Gıda İzleme Örgütü “Foodwatch” bünyesinde beslenme uzmanı olarak görev yapan Dario Sarmadi radikal bir çözümden yana: "Aşırı şekerli içecek üreten firmalardan ek vergi alınmalı. Böylece daha sağlıklı ürünler geliştirmek zorunda kalırlar.” İngiltere’de benzer bir uygulamanın bu yılın Nisan ayında yürürlüğe girdiğini hatırlatan Sarmadi, “Coca Cola bu yüzden formülünü değiştirdi ve İngiltere’de daha az şekerli ürünler piyasaya sürdü. Alman hükümeti de artık uyanmalı. Reklamlar da büyüteç altına alınmalı. Reklamı yapılan her dört çocuk gıda ürününden üçü, şeker ve yağ deposu atıştırmalıklardan oluşuyor” diyor.

Gıda ürünlerinde “trafik ışığı” modelinin mutlaka uygulanması gerektiğini savunan Sarmadi, “Yağ, şeker ve tuz miktarı yüksek ürünler kırmızı; kabul edilebilir düzeyde olanlar sarı; düşük seviyede yani sağlıklı ürünler ise yeşil renkle işaretlenmeli” diye konuşuyor. Avrupa Parlamentosu, bu yöndeki bir düzenlemeyi reddetmişti.

“Bakan Klöckner yine de gönüllülük esasına dayalı bir gıda ışık sistemini yürürlüğe koyabilir” diyen Foodwatch yetkilisi, ancak bunun kriterlerini belirleme işinin gıda endüstrisine bırakılmaması gerektiğini düşünüyor: “Onlar kendi trafik ışığı sisteminin tanıtımında örneğin Nutella’yı sarı ile işaretlemişler. Oysa bu ürün yüzde 90 oranında yağdan oluşuyor. Bu yanıltıcı bir uyarı. Çünkü onlar ürünün tümündeki değil, küçük bir ölçüdeki değerleri esas alıyor.”

Beslenme alışkanlıkları değişti

Tüketici hakları savunucusu Gabriele Janthur, üzerinde “EU Bio” damgası olan bir sütü alışveriş arabasına koyuyor. Bu damga, sütün organik tarım ürünleri yedirilen ve tabii ihtiyaçlarına uygun ortamda beslenen ineklerden elde edildiği anlamına geliyor. Janthur, "Bu süt, süpermarketin en uzak köşesinde bulunuyor. Buraya ulaşmak isteyen herkes, diğer ürünlerin de önünden geçmek zorunda. Mesela dondurulmuş pizzaların” diyor.

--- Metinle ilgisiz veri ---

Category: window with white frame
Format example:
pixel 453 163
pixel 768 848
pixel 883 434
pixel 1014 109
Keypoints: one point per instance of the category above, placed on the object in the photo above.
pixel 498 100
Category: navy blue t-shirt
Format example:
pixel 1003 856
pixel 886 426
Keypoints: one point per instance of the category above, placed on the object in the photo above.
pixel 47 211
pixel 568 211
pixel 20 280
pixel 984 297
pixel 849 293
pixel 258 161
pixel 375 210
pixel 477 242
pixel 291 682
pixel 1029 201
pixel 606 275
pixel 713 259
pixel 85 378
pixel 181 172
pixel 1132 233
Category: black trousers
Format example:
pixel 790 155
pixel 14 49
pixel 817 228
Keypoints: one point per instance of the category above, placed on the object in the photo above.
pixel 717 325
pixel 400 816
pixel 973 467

Janthur, market turunun sonunda şu saptamayı yapıyor: “Beslenme günümüzde çok zorlu bir alan hâline geldi. Çünkü her fırsatta ve durumda bir şeyler yiyoruz. Her şey bol miktarda mevcut. Bu da sağlıklı beslenmeyi zorlaştırıyor. Hâl böyle olunca da süpermarketlerden mutlu ayrılmak kolay olmuyor. Ben mesela, eğer bol miktarda sebze ve meyve aldıysam, yani alışveriş arabamda çokça yeşillik varsa, o zaman mutlu oluyorum.”